In the television age, health and the body have been transmitted in many ways; from short health education films, school television, professional training, TV ads, documentary and reality TV shows and news, as well as stand-alone videos distributed to specific audiences. The study of bodies and health created for television together with the history of the various TV formats has not been extensively researched, whether live broadcasting of ground-breaking surgical operations or accounts of medical scandals 1950s-1960s, keep-fit tele-magazine items or militant AIDS documentaries. Our view is that this audio-visual material was not conceived as a mirror of what is observed, but should be regarded as an example of the distinct, interactive, performative power of mass media societies.

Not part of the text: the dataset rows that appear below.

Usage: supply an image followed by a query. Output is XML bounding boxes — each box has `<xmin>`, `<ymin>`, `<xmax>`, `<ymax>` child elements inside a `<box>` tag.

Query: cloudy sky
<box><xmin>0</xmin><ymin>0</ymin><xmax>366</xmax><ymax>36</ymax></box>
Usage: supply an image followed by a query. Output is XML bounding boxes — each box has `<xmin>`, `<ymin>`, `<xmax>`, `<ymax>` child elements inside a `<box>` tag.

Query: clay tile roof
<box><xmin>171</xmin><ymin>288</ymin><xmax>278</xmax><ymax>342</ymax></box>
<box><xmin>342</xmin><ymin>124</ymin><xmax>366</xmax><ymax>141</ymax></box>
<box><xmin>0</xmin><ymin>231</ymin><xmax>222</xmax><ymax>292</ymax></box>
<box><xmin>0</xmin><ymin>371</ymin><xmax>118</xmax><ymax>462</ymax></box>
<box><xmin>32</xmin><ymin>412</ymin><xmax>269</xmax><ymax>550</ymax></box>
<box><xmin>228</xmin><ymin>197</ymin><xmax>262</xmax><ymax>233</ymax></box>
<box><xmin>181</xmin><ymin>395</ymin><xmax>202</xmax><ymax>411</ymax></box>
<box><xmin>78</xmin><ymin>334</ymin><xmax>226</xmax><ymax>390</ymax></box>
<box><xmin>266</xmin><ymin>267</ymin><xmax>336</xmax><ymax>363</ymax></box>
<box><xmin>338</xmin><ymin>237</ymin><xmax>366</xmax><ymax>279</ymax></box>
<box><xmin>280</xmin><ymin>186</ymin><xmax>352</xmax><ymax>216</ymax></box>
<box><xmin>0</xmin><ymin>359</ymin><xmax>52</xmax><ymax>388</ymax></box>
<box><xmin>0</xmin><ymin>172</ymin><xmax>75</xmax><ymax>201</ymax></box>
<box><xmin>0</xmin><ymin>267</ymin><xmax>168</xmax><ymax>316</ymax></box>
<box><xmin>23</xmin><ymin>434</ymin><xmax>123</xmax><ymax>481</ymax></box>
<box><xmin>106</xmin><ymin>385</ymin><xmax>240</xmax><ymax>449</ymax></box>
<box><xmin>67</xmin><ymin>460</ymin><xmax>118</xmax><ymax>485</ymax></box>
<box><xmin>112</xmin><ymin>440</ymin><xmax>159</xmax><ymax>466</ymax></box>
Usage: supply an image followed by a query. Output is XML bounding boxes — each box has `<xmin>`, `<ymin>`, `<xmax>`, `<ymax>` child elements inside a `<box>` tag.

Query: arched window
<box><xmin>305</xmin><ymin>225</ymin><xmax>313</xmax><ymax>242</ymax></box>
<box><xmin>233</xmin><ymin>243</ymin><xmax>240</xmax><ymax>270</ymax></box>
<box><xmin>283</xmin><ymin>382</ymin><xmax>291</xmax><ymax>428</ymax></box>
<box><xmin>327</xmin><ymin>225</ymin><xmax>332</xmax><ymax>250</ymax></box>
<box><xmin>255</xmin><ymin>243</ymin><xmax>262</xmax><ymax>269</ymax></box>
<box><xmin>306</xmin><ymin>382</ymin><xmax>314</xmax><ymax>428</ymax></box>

This three-day conference aims to investigate how television programmes in their multiplicity approached issues like medical progress and its limits, healthy behaviour or new forms of exercise by adapting them to TV formats and programming. The conference seeks to analyse how television and its evolving formats expressed and staged bodies, health and fitness from local, regional, national and international perspectives: spectators were invited not only to be TV consuming audiences, but also how TV shows integrated and sometimes lured the viewer into considering themselves a participant of the show: TV programmes spread the conviction that subjects had the ability to shape their own body.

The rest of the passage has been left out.